Changes in the EU's Green Deal could spur growth for Volkswagen 

VOLKSWAGEN AG VZO O.N.XETR

Description

Volkswagen’s shares have been on a downward trajectory for about three years now, dropping by more than 50%. However, after finding a bottom (presumably) in October 2023, the company’s stock has been ticking higher and forming an upward-sloping channel. While it is yet to be seen whether these shares have really bottomed out, certain developments might boost the company’s outlook going forward. Due to mounting protests from farmers and others, discussions about the European Union’s Green Deal and its feasibility have emerged recently. It is becoming increasingly apparent that ambitious plans might not be achievable within the initial deadline set in the deal. Furthermore, the question of the cost of achieving these goals has become a major subject of talks among members of the European Parliament. So far, European lawmakers have scrapped some of the initial rules, mainly affecting the agricultural sector. Nevertheless, it is possible that phasing out of combustion engine cars and reducing emissions will undergo a similar reassessment that could positively affect European carmakers, including Volkswagen, which is somewhat behind in electrifying its fleet compared to its competitors.

Illustration 1.01

Illustration 1.01 shows the daily chart of Volkswagen stock. Currently, the price is trading near the lower bound of the upward-sloping channel that acts as a support. If this support holds, it will be positive for the stock in the short term.

Technical analysis gauge
Daily time frame = Slightly bearish
Weekly time frame = Neutral
*The gauge does not necessarily indicate where the market will head. Instead, it reflects the constellation of RSI, MACD, Stochastic, DM+-, ADX, and moving averages.

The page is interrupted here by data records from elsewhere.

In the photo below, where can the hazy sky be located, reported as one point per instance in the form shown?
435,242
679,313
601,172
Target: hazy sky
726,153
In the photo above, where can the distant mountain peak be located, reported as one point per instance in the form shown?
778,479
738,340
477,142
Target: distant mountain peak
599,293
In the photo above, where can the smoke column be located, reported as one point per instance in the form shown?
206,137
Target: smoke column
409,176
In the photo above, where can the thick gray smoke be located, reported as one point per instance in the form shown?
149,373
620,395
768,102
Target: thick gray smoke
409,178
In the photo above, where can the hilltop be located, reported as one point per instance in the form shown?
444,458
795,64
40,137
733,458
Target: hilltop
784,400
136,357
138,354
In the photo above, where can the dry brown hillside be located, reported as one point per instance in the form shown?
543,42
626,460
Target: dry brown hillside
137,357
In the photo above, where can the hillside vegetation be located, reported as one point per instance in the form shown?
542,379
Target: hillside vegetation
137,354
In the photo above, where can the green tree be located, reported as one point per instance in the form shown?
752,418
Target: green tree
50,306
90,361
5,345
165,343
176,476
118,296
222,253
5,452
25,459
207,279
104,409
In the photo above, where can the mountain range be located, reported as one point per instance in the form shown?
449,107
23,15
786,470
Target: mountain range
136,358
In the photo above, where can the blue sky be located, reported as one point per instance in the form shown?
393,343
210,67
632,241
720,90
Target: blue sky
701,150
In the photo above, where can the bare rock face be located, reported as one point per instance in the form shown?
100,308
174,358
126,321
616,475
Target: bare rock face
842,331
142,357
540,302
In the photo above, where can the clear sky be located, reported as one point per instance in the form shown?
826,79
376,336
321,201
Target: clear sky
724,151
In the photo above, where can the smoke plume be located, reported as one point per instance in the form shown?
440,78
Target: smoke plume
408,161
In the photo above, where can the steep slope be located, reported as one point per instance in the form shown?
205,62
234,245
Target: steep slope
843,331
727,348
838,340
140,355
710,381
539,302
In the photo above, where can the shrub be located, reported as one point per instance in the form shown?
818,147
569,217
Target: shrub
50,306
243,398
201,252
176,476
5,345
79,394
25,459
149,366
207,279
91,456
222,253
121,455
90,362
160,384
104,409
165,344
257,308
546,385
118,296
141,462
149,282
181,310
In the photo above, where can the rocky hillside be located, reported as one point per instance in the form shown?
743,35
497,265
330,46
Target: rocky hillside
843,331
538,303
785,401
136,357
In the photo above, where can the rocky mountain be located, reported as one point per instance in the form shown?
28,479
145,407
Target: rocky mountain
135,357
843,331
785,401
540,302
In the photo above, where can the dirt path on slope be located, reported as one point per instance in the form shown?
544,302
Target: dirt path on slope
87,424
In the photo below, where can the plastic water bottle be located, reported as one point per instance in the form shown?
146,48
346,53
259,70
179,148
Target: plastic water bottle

Please feel free to express your ideas and thoughts in the comment section.

DISCLAIMER: This analysis is not intended to encourage any buying or selling of any particular securities. Furthermore, it should not be a basis for taking any trade action by an individual investor or any other entity. Therefore, your own due diligence is highly advised before entering a trade.
Comments
Cenotaph
I wouldnt hold out much hope until such time Europe is reasonable about importing gas from Russia and it's removed from the US foreign policy as defacto puppet state. There's no incentive for the USA to change its foreign policy, it seems spineless bureaucrats in the EU won't be incentivized to change either until some kind of revolt happens or countries start leaving the EU. The grave has been dug a long time ago.
serumO
@Cenotaph, yeah yeah US puppet state, reasonable about fckn ruzzias gas blah blah. Spinless EU bureaucrats vs ubermensch in Kremlin LOL.
Tradersweekly
@Cenotaph, I do not think more countries will start leaving the European Union but thank you for your input.
Cenotaph
@Tradersweekly, i didn't say that countries will leave.
Tradersweekly
@Cenotaph, Oh, that's what I thought you said by: "countries start leaving the EU." Maybe I misunderstood, sorry.
Cenotaph
@Tradersweekly, what i mean is that the status quo is EU is a defacto puppet state of the USA. Change needs to be forced, one such force can be when key countries leave.
At any rate, as long as the USA can dictate how gas is imported and used in Europe there's no reason to believe the EU economy will change much unless it's to the benefit of the USA.